As others have mentioned, you should consider a IIR (infinite impulse response) filter rather than the FIR (finite impulse response) filter you are using now. There is more to it, but at first glance FIR filters are implemented as explicit convolutions and IIR filters with equations.
The particular IIR filter I use a lot in microcontrollers is a single pole low pass filter. This is the digital equivalent of a simple R-C analog filter. For most applications, these will have better characteristics than the box filter that you are using. Most uses of a box filter that I have encountered are a result of someone not paying attention in digital signal processing class, not as a result of needing their particular characteristics. If you just want to attenuate high frequencies that you know are noise, a single pole low pass filter is better. The best way to implement one digitally in a microcontroller is usually:
FILT <-- FILT + FF(NEW - FILT)
FILT is a piece of persistant state. This is the only persistant variable you need to compute this filter. NEW is the new value that the filter is being updated with this iteration. FF is the filter fraction, which adjusts the "heaviness" of the filter. Look at this algorithm and see that for FF = 0 the filter is infinitely heavy since the output never changes. For FF = 1, it's really no filter at all since the output just follows the input. Useful values are in between. On small systems you pick FF to be 1/2N so that the multiply by FF can be accomplished as a right shift by N bits. For example, FF might be 1/16 and the multiply by FF therefore a right shift of 4 bits. Otherwise this filter needs only one subtract and one add, although the numbers usually need to be wider than the input value (more on numerical precision in a separate section below).

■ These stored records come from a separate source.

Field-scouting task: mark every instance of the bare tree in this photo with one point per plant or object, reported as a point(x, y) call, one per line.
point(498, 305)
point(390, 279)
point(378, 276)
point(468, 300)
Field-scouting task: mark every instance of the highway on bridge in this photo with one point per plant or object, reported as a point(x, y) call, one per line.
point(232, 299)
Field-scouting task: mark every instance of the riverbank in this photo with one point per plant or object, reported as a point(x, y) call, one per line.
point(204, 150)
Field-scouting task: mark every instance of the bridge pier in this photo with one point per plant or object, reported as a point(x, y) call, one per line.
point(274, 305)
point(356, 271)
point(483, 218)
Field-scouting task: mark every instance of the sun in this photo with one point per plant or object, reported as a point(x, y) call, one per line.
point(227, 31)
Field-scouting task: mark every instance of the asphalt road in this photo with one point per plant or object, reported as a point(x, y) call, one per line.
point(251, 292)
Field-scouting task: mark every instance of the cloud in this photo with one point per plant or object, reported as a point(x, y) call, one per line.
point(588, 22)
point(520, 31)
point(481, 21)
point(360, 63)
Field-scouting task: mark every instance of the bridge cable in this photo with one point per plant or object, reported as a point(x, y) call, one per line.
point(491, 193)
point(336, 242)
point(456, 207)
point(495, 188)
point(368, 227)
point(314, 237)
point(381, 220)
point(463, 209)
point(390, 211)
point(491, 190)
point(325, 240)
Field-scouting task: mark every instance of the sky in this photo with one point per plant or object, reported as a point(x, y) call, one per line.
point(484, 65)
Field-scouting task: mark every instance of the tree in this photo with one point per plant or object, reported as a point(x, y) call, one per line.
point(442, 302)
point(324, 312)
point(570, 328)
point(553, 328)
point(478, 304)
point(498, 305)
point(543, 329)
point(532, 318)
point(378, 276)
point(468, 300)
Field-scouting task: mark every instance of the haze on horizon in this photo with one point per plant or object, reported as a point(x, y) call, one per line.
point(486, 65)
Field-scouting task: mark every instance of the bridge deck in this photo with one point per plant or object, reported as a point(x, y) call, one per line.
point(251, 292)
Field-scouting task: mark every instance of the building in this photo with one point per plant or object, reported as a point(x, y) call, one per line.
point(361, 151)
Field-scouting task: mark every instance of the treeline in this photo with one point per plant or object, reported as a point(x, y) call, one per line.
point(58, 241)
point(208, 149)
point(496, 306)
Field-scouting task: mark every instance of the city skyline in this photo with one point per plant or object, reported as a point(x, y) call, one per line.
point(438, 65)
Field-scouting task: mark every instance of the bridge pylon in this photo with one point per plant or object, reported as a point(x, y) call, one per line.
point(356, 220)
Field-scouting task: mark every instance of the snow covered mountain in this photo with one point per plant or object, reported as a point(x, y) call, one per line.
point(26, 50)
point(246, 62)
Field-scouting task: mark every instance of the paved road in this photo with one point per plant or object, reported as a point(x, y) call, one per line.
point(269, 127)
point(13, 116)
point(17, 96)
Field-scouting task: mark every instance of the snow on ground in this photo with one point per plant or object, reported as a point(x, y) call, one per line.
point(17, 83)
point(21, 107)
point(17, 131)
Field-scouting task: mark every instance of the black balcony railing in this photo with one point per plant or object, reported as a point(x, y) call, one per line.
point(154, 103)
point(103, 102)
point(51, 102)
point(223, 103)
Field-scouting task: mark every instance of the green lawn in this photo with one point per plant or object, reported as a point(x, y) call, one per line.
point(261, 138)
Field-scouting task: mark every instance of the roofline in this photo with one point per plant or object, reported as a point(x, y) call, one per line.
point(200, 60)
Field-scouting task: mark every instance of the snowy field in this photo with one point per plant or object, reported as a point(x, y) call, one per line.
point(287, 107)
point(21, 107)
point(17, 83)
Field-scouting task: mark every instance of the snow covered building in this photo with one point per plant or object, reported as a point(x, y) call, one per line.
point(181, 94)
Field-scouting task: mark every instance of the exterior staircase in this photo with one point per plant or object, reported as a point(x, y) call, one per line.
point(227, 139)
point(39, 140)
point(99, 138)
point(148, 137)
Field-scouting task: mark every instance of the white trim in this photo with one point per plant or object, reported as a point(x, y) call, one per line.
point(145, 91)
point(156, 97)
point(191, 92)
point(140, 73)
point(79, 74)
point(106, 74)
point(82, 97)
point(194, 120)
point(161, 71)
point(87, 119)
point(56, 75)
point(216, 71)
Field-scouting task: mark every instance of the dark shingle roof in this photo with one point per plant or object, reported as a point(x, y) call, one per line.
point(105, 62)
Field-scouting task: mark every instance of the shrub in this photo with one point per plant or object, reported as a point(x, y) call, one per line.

I usually take A/D readings significantly faster than they are needed and apply two of these filters cascaded. This is the digital equivalent of two R-C filters in series, and attenuates by 12 dB/octave above the rolloff frequency. However, for A/D readings it's usually more relevant to look at the filter in the time domain by considering its step response. This tells you how fast your system will see a change when the thing you are measuring changes.
To facilitate designing these filters (which only means picking FF and deciding how many of them to cascade), I use my program FILTBITS. You specify the number of shift bits for each FF in the cascaded series of filters, and it computes the step response and other values. Actually I usually run this via my wrapper script PLOTFILT. This runs FILTBITS, which makes a CSV file, then plots the CSV file. For example, here is the result of "PLOTFILT 4 4":
The two parameters to PLOTFILT mean there will be two filters cascaded of the type described above. The values of 4 indicate the number of shift bits to realize the multiply by FF. The two FF values are therefore 1/16 in this case.
The red trace is the unit step response, and is the main thing to look at. For example, this tells you that if the input changes instantaneously, the output of the combined filter will settle to 90% of the new value in 60 iterations. If you care about 95% settling time then you have to wait about 73 iterations, and for 50% settling time only 26 iterations.
The green trace shows you the output from a single full amplitude spike. This gives you some idea of the random noise suppression. It looks like no single sample will cause more than a 2.5% change in the output.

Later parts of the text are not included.